Importance of cargo securing
Some 21 percent of the Spanish and Portuguese drivers interviewed reported having suffered accidents involving the indirect impact of objects because of the improper positioning or securing of cargo.
Cargo securing is one of several important disciplines in the Young European Truck Driver competition. Joaquín Álvarez, driver for transport company Marcotrans, excelled in this particular event. “I transport paper, electronics, domestic goods and parts for the automobile industry,” Álvarez says. “Securing cargo is part of my daily routine. Positioning the cargo over the axles and tightening the cargo to the flatbed is crucial. I work in Germany where the laws are very strict.”
Álvarez says his biggest challenge on the road are the passenger cars that cut in too closely in front of his truck when they change lanes, forcing him to brake hard.
Road safety first – then fuel consumption
Rubén Incera also performed very well in the cargo-securing event. In his daily work he transports eucalyptus trees to a destination and then different types of cargo in containers on the return journey.
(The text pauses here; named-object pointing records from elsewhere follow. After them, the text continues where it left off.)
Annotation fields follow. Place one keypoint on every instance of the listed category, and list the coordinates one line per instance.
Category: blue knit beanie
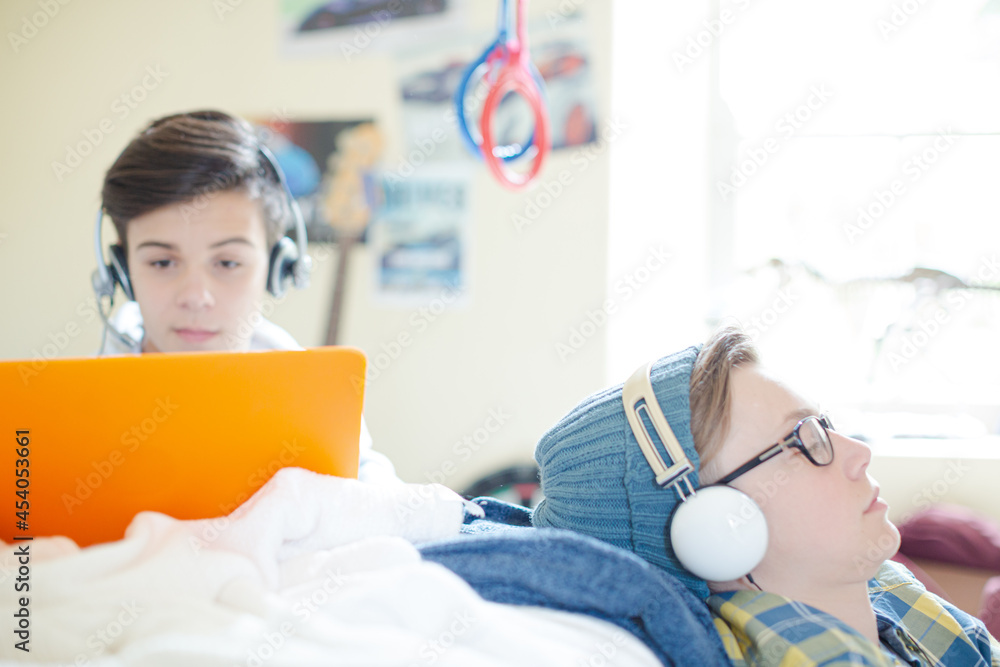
(596, 481)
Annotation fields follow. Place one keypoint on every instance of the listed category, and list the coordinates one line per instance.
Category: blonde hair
(727, 348)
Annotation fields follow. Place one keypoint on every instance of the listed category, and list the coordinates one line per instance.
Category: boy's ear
(118, 269)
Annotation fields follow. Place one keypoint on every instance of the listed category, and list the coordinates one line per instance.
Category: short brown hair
(728, 348)
(183, 157)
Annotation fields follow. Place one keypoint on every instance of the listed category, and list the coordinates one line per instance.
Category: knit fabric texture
(596, 480)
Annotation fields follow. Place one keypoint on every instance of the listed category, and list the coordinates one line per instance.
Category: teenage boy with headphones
(723, 477)
(201, 208)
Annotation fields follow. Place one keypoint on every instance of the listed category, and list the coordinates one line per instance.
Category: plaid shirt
(916, 628)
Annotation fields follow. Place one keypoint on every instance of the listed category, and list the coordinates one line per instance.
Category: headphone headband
(718, 533)
(638, 396)
(289, 260)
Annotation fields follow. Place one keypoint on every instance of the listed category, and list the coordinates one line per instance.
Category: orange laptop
(91, 442)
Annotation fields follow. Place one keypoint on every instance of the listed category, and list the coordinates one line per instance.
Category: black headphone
(289, 262)
(718, 533)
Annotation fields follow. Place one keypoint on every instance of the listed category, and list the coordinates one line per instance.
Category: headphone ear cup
(284, 255)
(118, 269)
(719, 533)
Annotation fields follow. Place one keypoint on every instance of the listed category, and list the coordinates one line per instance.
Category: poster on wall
(419, 238)
(354, 28)
(429, 78)
(329, 168)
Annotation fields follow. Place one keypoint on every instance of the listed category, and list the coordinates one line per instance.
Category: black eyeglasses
(811, 436)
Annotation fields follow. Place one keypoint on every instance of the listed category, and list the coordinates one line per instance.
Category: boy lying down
(793, 568)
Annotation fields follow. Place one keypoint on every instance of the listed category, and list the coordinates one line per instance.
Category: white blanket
(313, 570)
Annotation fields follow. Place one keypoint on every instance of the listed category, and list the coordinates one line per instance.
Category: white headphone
(288, 262)
(717, 533)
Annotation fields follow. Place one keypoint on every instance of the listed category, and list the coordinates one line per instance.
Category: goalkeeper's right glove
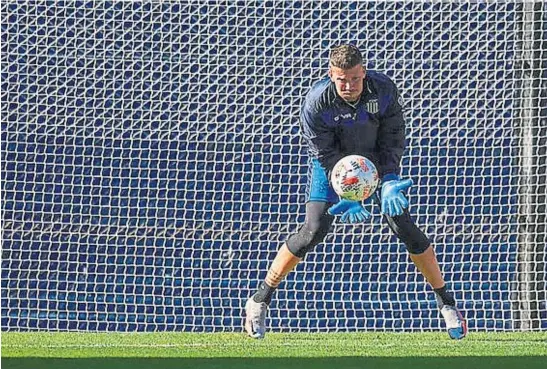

“I transport tyres, boxes and all kind of things,” Incera says, “so I have some knowledge when it comes to securing different type of goods.”
Incera tries to anticipate other drivers in order to maintain road safety. He thinks less of fuel consumption, though. “When driving a 52-tonne rig, you can’t think of fuel-efficiency,” he explains.
Ecolution Award winner
Road safety was also the aim of the driving event, which focused on fuel efficiency and defensive driving. Each driver had to drive three laps on the racetrack, adhering to the posted speeds while maintaining a high average speed, minimising fuel consumption and accelerating and decelerating the vehicle in a controlled manner. In addition to a driver coach judging each driver’s performance, the driver also had to score well in the Scania Driver Support system.
Ricardo Rodríguez Rol, driver for transport company Transportes José Rodríguez, which transports cement internationally, was awarded the Ecolution Award for his excellent driving skills.
“I work for a small company, and we need to compete with large companies,” Rodríguez Rol says. “We must be careful with our trucks and actively think how to reduce fuel consumption and avoid incidents to maintain high uptime.”
Rodríguez once attended an eco-driver-training event, but, he recalls, “they couldn’t teach me anything. I scored better than the instructor.” This was the first time Rodríguez had driven a Scania truck equipped with two-pedal Opticruise (at work he drives another brand). “It was super easy to drive,” he says.
Driver and technology
Fermin Serrano is the owner of a company that transports vegetables from Spain to Norway and salmon and bacalhau (dried salted cod) from Norway to Portugal.
“We use a fully equipped Scania with all the features to help the driver avoid incidents and accidents,” Serrano says. The features include lane departure warning, emergency brake systems and active cruise control.
“In my opinion, the driver is 50 percent of the road safety and vehicle technology is 50 percent,” he says.
Serrano has driven other brands and says that the one thing he especially likes about driving a Scania is the service network. “Wherever I go,” he says, “I know there is a service point that can help me maintain productivity.”